That’s according to Deputy Minister for Reintegration of the Temporarily Occupied Territories, Ihor Yaremenko, who spoke with Dom TV, Ukrinform reports.
"We have repeatedly stated that we will gather very carefully the information on Russian citizens who organize and participate in these so-called elections. We will gather information about our citizens who are involved in the organization (not those who are forced to vote as we understand that they are victims of the situation). And we will prosecute them in court or apply other procedures. I mean our sanctions against citizens or Russia or third countries," said Yaremenko.
Meanwhile, ordinary Ukrainian citizens who live in the occupied Donbas and Crimea and vote under duress from the occupation administrations do not need to fear prosecution, the deputy minister said.
"We always distinguish very clearly: there are two categories of people. The first is those who are hostages and, consequently, victims of this conflict. They are forced to vote, they are coerced, we understand that these are people who have to survive this war. And we can only feel sorry for them and try to help them, while certainly not condemning them. And there is a second category of people who go and do it consciously, who not only vote [in Russian elections] but also fight against their own country. And with these people, we will be talking through the Criminal Code of Ukraine. We will definitely prosecute them according to law. That is for sure," Yaremenko stressed.
However, citizens who vote in the Russian "elections" for ideological reasons, should decide on their desired place of residence, said the deputy minister.
“When we talk about those who went to the polls, we think it's mostly people who are forced to do it. Yet, among them are those who do it for ideological reasons. But, probably, then these people need to decide, whether they are citizens of Ukraine and hold a Ukrainian passport, or they are citizens of Russia. In this case, as my chief said – and I absolutely agree with him – we need to decide whether you live here or you better look for another place to live. At least, this is fair,” Yaremenko concluded.
As reported, on September 17-19, Russia held elections to the State Duma and local bodies. Ahead of the election, virtually all potential candidates from "non-systemic" opposition had been expelled from the campaign, while rights defenders, journalists, and civic activists were repressed and persecuted under the Russian Foreign Agents and Unwanted Organizations laws.

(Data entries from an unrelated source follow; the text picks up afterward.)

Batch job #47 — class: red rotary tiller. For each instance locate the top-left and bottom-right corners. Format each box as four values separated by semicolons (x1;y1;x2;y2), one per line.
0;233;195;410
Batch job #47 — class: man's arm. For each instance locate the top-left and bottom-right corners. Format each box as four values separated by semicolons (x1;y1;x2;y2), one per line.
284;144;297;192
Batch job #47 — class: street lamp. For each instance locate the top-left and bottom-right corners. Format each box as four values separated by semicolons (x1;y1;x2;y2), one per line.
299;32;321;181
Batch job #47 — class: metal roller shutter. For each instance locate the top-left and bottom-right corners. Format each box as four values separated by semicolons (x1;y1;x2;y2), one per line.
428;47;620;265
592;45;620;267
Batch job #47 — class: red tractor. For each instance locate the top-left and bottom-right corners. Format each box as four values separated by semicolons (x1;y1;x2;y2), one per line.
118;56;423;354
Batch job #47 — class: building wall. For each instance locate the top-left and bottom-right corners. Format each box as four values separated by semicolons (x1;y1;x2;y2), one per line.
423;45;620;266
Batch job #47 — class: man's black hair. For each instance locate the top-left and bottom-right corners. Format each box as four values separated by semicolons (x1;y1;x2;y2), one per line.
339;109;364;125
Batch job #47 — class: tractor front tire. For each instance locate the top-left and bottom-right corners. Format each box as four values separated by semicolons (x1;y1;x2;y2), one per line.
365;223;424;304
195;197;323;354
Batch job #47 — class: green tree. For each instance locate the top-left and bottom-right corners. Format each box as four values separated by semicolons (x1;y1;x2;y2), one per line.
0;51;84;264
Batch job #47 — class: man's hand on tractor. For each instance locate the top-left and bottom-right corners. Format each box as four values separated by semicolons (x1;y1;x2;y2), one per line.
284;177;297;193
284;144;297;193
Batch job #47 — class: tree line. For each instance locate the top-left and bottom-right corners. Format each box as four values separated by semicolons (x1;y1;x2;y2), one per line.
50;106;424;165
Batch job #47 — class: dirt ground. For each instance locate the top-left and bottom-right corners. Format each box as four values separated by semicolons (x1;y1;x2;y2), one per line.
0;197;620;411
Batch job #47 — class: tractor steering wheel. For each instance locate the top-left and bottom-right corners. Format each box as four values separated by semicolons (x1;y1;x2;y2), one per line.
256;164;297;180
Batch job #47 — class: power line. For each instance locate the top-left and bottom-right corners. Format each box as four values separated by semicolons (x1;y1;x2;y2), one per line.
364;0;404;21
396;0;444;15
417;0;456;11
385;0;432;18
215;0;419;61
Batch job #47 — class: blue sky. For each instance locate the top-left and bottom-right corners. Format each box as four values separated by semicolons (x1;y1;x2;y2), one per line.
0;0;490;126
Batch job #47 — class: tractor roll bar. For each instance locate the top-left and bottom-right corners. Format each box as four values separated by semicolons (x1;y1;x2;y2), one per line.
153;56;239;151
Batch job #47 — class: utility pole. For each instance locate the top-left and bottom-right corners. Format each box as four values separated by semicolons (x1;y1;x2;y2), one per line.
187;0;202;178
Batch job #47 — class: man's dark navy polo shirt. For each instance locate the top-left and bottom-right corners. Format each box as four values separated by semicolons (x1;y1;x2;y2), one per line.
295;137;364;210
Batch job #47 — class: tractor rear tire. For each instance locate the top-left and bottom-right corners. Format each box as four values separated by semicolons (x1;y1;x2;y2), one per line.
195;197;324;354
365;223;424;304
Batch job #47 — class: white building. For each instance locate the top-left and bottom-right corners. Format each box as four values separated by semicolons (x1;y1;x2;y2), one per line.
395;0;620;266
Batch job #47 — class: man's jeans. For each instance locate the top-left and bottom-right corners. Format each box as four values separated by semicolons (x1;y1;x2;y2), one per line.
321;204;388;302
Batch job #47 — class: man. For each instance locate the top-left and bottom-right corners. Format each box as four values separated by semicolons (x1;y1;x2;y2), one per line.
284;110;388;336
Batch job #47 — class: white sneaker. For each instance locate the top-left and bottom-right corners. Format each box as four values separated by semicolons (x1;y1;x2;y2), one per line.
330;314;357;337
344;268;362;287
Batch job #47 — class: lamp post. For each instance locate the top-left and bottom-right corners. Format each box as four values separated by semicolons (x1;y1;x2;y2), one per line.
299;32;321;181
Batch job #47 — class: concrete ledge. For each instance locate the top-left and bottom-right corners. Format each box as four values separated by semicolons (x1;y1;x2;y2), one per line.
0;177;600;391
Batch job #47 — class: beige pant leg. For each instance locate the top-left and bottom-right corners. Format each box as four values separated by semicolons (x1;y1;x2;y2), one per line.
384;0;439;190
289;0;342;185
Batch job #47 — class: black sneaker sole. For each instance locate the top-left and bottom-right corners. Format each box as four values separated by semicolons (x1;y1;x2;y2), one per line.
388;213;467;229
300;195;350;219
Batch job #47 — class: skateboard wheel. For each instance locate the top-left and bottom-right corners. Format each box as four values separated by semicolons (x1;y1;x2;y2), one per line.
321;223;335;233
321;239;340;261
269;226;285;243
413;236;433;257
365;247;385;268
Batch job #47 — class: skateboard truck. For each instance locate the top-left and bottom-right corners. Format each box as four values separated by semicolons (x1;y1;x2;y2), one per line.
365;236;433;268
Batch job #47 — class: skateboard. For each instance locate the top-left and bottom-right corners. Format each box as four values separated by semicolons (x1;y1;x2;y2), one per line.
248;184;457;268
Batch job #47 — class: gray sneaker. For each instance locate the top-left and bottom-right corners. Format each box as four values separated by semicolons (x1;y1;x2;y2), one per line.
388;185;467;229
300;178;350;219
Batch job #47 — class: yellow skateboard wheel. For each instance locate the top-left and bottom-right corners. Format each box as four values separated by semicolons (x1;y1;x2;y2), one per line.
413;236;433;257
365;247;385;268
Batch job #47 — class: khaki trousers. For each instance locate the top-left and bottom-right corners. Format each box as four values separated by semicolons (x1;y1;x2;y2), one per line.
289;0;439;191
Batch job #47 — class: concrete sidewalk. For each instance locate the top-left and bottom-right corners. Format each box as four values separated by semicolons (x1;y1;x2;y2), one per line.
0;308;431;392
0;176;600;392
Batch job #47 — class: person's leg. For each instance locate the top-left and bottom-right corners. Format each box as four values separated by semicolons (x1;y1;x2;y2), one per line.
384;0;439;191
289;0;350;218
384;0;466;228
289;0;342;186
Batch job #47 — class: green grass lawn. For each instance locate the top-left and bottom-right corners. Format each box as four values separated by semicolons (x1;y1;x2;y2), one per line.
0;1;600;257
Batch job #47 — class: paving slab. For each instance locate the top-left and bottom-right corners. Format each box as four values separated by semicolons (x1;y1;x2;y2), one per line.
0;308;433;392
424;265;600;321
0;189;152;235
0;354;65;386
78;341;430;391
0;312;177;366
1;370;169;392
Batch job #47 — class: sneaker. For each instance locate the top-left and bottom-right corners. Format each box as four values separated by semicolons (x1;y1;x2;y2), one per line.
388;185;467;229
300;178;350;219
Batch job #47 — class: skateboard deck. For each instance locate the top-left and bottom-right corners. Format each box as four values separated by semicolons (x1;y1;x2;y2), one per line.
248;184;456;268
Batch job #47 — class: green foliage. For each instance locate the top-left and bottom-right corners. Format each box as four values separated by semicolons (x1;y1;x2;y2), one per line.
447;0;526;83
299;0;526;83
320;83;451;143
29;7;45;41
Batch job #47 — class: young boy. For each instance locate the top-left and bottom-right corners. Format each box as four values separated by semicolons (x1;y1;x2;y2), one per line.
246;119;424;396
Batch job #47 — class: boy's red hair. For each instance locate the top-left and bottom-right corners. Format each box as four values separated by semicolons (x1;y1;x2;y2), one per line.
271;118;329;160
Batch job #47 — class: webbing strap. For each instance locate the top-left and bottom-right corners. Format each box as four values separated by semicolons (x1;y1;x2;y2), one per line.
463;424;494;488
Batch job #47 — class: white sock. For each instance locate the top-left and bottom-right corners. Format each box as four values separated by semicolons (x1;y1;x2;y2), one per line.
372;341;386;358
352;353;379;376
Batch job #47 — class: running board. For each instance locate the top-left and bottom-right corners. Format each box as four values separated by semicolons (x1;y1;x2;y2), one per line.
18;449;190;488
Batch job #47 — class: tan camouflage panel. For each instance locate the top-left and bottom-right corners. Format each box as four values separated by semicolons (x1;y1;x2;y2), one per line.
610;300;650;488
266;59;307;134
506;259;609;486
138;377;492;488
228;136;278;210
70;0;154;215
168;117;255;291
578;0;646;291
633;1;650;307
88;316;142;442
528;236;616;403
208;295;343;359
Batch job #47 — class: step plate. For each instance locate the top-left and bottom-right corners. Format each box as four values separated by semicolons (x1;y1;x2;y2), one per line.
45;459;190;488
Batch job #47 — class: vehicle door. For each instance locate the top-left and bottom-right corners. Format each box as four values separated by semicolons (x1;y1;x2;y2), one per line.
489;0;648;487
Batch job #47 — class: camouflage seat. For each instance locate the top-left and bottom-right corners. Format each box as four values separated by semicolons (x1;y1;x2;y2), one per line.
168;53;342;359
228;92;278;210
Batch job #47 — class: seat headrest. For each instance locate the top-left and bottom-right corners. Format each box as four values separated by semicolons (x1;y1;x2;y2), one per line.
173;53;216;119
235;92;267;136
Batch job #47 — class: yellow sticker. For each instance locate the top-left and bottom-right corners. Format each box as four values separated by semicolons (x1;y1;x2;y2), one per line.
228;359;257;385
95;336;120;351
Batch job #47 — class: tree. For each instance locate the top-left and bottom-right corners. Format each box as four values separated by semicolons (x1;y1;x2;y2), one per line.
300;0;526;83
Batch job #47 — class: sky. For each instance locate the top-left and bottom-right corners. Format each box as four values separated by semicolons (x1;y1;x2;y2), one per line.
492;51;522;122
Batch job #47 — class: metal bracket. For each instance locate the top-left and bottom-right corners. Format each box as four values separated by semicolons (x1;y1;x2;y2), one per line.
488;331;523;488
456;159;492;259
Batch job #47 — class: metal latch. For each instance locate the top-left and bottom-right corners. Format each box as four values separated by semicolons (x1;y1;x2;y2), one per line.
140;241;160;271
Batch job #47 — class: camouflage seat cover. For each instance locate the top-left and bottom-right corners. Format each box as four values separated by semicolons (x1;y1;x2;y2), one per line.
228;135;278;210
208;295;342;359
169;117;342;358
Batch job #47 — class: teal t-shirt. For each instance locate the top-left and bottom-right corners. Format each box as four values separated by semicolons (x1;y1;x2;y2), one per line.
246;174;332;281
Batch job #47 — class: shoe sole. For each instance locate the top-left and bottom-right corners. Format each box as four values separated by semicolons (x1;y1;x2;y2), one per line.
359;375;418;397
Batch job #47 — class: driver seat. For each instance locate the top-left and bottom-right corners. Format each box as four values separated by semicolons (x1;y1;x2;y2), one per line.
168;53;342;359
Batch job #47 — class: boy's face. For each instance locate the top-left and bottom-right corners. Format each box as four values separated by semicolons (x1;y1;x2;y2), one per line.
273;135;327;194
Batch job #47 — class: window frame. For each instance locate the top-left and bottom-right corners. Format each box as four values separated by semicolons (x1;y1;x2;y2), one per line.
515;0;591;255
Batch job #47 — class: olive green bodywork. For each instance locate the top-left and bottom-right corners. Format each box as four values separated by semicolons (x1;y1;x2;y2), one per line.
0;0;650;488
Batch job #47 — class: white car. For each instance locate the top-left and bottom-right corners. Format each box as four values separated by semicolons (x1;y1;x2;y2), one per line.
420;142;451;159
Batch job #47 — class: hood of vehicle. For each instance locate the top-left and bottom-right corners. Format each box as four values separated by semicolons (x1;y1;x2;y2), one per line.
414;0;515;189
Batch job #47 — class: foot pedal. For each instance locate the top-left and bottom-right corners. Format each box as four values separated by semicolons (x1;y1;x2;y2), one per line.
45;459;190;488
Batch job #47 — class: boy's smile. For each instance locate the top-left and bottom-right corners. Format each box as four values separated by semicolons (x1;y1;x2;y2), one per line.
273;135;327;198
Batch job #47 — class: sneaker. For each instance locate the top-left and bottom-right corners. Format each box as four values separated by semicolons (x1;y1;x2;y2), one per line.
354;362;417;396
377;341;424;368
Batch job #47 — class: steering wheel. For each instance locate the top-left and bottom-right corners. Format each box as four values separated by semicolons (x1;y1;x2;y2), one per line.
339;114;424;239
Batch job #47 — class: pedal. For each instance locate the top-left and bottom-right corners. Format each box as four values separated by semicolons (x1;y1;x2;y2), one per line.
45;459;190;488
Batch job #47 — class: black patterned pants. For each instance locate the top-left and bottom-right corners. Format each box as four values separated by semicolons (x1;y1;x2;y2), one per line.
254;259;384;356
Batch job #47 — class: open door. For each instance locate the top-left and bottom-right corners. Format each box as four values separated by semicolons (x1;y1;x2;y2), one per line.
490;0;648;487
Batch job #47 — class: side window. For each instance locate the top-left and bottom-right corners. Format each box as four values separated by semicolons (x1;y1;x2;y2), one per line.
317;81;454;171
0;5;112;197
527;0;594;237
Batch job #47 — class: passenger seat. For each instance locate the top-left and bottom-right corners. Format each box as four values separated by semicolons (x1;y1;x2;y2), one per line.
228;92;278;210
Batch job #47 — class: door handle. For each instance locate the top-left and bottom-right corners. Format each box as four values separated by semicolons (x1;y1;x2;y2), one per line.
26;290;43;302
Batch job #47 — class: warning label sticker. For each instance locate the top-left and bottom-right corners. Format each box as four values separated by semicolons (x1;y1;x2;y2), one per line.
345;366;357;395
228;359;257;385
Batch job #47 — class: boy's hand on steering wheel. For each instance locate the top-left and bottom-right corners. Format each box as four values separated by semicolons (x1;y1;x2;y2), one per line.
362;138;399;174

On September 15, the European Parliament passed a resolution calling on the EU to be prepared not to recognize Russia's parliament and to consider excluding Russia from the PACE if Russia's 2021 parliamentary elections are declared rigged and in violation of democratic principles and international law.
On September 17, the Ministry of Foreign Affairs of Ukraine strongly protested and condemned the unlawful holding of Russian elections to the State Duma in the temporarily occupied territory of Crimea and the forcible involvement of Ukrainian citizens holding illegally issued Russian passports in the temporarily occupied territories of Donetsk and Luhansk regions.